The spiral model remains conceptually elegant, but:

  • No unique geometric signature distinguishes it from cyclic or recursive interpretations.

  • The same data support multiple incompatible geometries.

Thus, the spiral is a valid metaphor, not a demonstrated encoding.


6. What Remains Valid

This reassessment does not discard everything.

Surviving insights include:

  • The Voynich text is structurally non-random.

  • Local repetition and gradual mutation are real phenomena.

  • Currier A/B differences are structural, not merely lexical.

  • Illustrations likely play a non-decorative role.

However, these facts do not uniquely imply a dual-spiral isomorphic system.


7. Role of Illustrations: An Open but Untested Axis

The original paper correctly identified that illustrations may encode information orthogonal to the text. However:

  • No independent structural analysis of images was performed.

  • Textual hypotheses were retrofitted to visual motifs.

  • DSSn-style operators (halo, projector, boundary) were suggested but not applied.

Conclusion: The image layer remains a promising but currently unexploited domain.


8. Epistemological Implications

This case illustrates a broader methodological risk in AI-assisted research:

High symbolic coherence can emerge from closed interpretive systems without any underlying truth claim being satisfied.

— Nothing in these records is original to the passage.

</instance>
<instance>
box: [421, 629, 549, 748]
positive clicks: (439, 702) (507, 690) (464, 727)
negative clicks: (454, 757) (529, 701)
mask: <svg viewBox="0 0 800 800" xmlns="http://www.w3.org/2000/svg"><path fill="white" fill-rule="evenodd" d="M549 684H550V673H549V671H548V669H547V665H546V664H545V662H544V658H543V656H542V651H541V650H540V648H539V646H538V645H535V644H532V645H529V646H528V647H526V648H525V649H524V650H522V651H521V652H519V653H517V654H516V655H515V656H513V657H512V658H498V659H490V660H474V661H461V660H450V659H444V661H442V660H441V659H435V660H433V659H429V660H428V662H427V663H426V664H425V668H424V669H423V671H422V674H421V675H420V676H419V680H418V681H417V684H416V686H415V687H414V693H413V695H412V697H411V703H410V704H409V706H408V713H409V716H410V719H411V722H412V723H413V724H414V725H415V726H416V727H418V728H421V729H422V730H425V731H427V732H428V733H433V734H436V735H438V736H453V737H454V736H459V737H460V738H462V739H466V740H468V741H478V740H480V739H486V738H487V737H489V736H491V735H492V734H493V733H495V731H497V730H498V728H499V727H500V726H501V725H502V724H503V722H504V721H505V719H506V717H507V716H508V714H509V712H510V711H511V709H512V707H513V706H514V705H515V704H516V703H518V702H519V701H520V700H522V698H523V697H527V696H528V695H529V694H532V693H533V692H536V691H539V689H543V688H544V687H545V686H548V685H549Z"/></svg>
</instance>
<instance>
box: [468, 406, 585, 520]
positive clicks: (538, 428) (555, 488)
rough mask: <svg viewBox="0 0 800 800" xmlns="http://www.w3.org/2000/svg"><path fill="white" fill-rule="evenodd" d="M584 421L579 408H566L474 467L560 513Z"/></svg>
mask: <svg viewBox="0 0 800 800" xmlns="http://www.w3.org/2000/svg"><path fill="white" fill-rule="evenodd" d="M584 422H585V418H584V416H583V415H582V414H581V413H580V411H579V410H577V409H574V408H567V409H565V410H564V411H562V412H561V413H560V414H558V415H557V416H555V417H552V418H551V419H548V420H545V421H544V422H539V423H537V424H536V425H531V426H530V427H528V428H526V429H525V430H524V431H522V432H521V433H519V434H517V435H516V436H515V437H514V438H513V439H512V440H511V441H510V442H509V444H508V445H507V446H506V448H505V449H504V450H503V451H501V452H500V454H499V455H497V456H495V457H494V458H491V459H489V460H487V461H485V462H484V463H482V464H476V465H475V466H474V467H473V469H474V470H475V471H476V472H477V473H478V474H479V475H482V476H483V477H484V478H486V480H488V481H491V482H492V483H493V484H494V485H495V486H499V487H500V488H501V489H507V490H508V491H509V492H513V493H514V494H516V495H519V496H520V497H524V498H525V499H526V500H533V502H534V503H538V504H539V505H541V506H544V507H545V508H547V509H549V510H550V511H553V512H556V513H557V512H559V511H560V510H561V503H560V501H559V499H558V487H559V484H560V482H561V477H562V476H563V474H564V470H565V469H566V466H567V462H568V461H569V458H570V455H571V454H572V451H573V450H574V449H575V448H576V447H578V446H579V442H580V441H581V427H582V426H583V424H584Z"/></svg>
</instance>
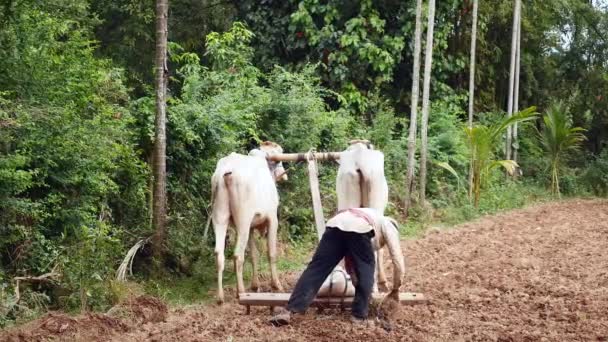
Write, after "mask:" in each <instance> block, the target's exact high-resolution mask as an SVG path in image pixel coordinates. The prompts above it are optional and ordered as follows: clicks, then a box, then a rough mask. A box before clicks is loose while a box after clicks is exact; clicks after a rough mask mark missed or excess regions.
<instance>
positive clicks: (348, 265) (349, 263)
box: [344, 255, 358, 286]
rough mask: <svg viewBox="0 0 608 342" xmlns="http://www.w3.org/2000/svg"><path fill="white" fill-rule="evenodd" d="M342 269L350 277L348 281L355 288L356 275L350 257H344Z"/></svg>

In such contexts, elegance becomes a liability unless aggressively counterbalanced by falsification.


9. Conclusion

The dual-spiral isomorphic hypothesis should, at present, be classified as:

A structurally coherent interpretive model lacking sufficient evidence of manuscript-intrinsic encoding.

It is not falsified in principle — but it is unsupported in fact.

Future work must proceed bottom-up, corpus-wide, and image-first, or the hypothesis risks becoming a self-sealing symbolic system.


Final Statement

The failure of the dual-spiral hypothesis is not a failure of insight, but of methodological separation between pattern recognition and pattern projection.

The Voynich Manuscript does not resist meaning; it resists premature closure.

In that sense, this negative result is not a dead end —
it is the first reliable map of where not to stand.